Yesterday, I mailed my taxes and forms to the IRS. Yes, I still use snail mail for this purpose. I do my taxes on a spreadsheet that I created and update each year, then transfer the numbers to the fillable pdf forms that the government provides, and send it in with the supporting documentation. Why don’t I take advantage of the software that is available to file electronically? Because I object to the collusion between the government and tax preparation companies to prevent the IRS from providing those services directly to people. I refuse to use these companies’ services since I do not see why I should give my personal information to a private company, free or otherwise, and go through them to deal with the government. Furthermore, some of these ‘free’ services use the information they get from you to target you with advertising.
Meanwhile, lawmakers are seeking to go even further in the wrong direction and put into law a longstanding practice that bars the IRS from providing free online tax filing services directly to the public. The tax preparation companies have lobbied both parties heavily for this legislation and it is being sponsored by Democratic congresspeople.

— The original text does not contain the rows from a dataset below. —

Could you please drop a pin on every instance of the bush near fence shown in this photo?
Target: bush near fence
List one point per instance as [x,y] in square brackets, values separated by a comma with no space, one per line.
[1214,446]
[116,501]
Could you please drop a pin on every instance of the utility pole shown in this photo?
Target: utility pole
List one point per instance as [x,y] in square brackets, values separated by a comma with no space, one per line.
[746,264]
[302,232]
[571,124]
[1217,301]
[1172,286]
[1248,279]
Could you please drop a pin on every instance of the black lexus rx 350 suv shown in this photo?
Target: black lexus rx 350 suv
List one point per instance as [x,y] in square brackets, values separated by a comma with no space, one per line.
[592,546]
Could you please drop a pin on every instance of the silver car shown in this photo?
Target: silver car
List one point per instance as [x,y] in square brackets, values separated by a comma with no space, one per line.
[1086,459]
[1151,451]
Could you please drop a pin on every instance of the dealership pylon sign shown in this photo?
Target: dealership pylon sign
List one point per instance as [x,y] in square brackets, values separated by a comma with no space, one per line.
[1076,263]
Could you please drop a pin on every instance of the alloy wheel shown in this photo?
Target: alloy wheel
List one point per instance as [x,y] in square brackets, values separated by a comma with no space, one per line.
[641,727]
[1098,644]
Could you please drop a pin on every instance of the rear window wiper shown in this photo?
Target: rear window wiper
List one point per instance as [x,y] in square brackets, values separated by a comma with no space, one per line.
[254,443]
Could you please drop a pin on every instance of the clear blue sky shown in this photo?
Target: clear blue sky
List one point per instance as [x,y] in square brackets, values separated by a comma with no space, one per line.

Last week, the House Ways and Means Committee, led by Rep. Richard Neal, D-Mass., passed the Taxpayer First Act, a wide-ranging bill making several administrative changes to the IRS that is sponsored by Reps. John Lewis, D-Ga., and Mike Kelly, R-Pa.
In one of its provisions, the bill makes it illegal for the IRS to create its own online system of tax filing. Companies like Intuit, the maker of TurboTax, and H&R Block have lobbied for years to block the IRS from creating such a system. If the tax agency created its own program, which would be similar to programs other developed countries have, it would threaten the industry’s profits.
“This could be a disaster. It could be the final nail in the coffin of the idea of the IRS ever being able to create its own program,” said Mandi Matlock, a tax attorney who does work for the National Consumer Law Center.
Experts have long argued that the IRS has failed to make filing taxes as easy and cheap as it could be. In addition to a free system of online tax preparation and filing, the agency could provide people with pre-filled tax forms containing the salary data the agency already has, as ProPublica first reported on in 2013.
As a result of ProPublica drawing attention to this provision that had been tucked into a bill, this bill is drawing greater scrutiny from progressive Democrats but the Democratic-controlled House of Representatives passed it anyway. It now goes to the senate where it will likely pass.
This time of year is also when the right wing will selectively use statistics to argue that the rich are taxed far too much, by looking at only federal taxes and ignoring all the other taxes that people pay.